“Feed me Seymour, feed me!”


Seymour (played by Kaipo Leopoldino) singing to Audrey II (voiced by Scott Lewis) in the production of “Little Shop of Horrors” on Thursday, April 18.

“Feed me Seymour, feed me!”

The human-eating venus flytrap, Audrey II, came to life at the Mamiya Theatre on April 18 in Chaminade’s production of the dark yet comedic musical, “Little Shop of Horrors.”

According to the director’s note, “Little Shop of Horrors” is classified as a comedy horror rock musical, based on the low-budget 1960 black comedy film “The Little Shop of Horrors,” directed by Roger Corman. The music is a combination of early 1960s rock and roll, doo-wop and early Motown.

This musical has been performed all over the world. And because of its small cast and relatively simple orchestrations, it has become popular with community theaters, schools and other amateur groups.

Director Brother Gary Morris and Musical Director/Conductor Timothy Carney decided to put on this production because similar to last year’s spring semester’s play. “The 25th Annual Putnam County Spelling Bee, ”they wanted to spotlight and feature individual students and soloists. They found that a smaller cast is simpler compared to past plays such as “Music Man,” “Oliver,” and “Fiddler on the Roof” that contains a larger cast of about 45 – 50 people.

If anyone has ever seen the original production before, most viewers would know that this play is quite dark and gruesome. However, that wasn’t the direction Morris wanted the play to follow in.

“The first time I saw it, I didn’t really like it,” Morris said. “It was too serious, it was too dark when I saw it … it has to be up and really a spoof and a lot of fun, so we tried to make it that.”

Opening night is all about the audience. Morris believes the heart of live theater is the actors and the audience. The audience has to be able to respond to the show and their responses are basically the feedback to the cast of what works and what doesn’t work. The actors and audience energize each other.

Lead stars, Kaipo Leopoldino & Chardonnay Pao, singing a duet in "Little Shop of Horrors."
Lead stars, Kaipo Leopoldino & Chardonnay Pao, singing a duet in “Little Shop of Horrors.” Photo courtesy of Jordan Zizzi.

During the entire show, there was nothing but cheering from the audience, and the cast was able to successfully feed off of their energy.

“The feel of opening night is always electric and it’s the first time you have an audience there,” Morris said. “[The cast] starts getting reactions back from the audience, seeing what’s funny, and what the audience like.”

From Seymour’s (played by Kaipo Leopoldino) timid yet charismatic personality to Audrey II’s (voiced by Scott Lewis) demanding although persuasive ways to get Seymour to provide it with more blood, there was nothing but laughter coming form the audience.

The crowd for opening night on Thursday, April 18, although small, was big enough for the cast to vibe off of and was “one of our performances,” Morris said.
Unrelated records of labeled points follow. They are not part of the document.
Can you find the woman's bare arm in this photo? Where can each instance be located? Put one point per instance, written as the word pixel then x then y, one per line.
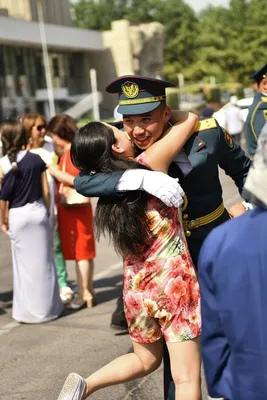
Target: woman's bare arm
pixel 162 152
pixel 45 191
pixel 4 216
pixel 60 176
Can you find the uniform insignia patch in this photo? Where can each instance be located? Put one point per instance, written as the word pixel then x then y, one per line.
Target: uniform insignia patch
pixel 130 89
pixel 209 123
pixel 228 139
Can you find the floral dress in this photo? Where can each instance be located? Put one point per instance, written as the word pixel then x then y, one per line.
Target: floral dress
pixel 161 291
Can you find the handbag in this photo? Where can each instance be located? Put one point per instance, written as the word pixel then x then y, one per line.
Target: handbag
pixel 68 196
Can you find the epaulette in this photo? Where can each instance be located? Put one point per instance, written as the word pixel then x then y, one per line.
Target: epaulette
pixel 205 124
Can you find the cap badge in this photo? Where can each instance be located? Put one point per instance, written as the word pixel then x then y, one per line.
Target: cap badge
pixel 130 89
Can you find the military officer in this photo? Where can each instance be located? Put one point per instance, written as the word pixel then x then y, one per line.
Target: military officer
pixel 257 115
pixel 196 166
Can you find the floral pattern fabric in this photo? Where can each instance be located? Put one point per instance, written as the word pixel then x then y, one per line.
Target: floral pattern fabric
pixel 161 291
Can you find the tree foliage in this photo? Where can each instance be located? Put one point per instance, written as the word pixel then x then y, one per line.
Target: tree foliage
pixel 225 43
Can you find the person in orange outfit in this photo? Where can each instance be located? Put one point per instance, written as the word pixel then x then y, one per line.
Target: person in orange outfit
pixel 75 221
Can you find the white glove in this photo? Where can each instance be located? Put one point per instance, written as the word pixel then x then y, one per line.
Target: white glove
pixel 158 184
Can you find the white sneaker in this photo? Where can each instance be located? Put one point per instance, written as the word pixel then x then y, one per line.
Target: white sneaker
pixel 73 388
pixel 66 294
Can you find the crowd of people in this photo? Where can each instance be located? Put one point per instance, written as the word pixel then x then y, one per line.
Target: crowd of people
pixel 34 210
pixel 194 276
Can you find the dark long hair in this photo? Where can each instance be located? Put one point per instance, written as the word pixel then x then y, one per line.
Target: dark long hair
pixel 121 218
pixel 13 137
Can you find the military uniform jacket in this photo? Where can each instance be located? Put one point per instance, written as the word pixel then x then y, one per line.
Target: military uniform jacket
pixel 256 119
pixel 207 149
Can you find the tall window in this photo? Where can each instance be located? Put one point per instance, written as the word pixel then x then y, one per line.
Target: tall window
pixel 55 64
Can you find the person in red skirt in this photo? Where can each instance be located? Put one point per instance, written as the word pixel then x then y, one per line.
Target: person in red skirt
pixel 75 220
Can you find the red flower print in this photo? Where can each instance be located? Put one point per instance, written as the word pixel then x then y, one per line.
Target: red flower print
pixel 176 288
pixel 133 302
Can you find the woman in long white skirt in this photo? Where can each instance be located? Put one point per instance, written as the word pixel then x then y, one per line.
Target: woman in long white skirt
pixel 25 191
Two members of the cast, Leopoldino, 20, who played Seymour Krelborn, and Martin Moore, 18, who played Audrey II puppeteer, both agreed that opening night was fun and a good first night.

For Leopoldino, this will be his third play and biggest lead role to date. He has previously starred in Chaminade’s production of “Oliver” and “The 25th Annual Putnam County Spelling Bee.”

For having previous knowledge of the play, Leopoldino knew he wanted to audition for the awkward yet adorable role of Seymour. When asked why he had auditioned for the role, he said Seymour and himself have similar traits. From not being able to talk to your crush to Seymour’s geekiness, Leopoldino was able to embody the role of his character.

“My favorite song was ‘The Meek Shall Inherit,’” Leopoldino said. “Everything is being thrown at him at once and he is realizing how much success he can garner from feeding the plant but he is torn between what his conscience is telling him he is doing is wrong and his love for Audrey and wanting to impress her, which is what drives him to keep doing it.”

Like many performers, Leopoldino was very nervous on opening night. He didn’t know exactly what to expect since he knew the play contained comedic moments and lines that he had to memorize.

“… But up until we get an audience, you don’t know how people are going to react to the lines,” Leopoldino said.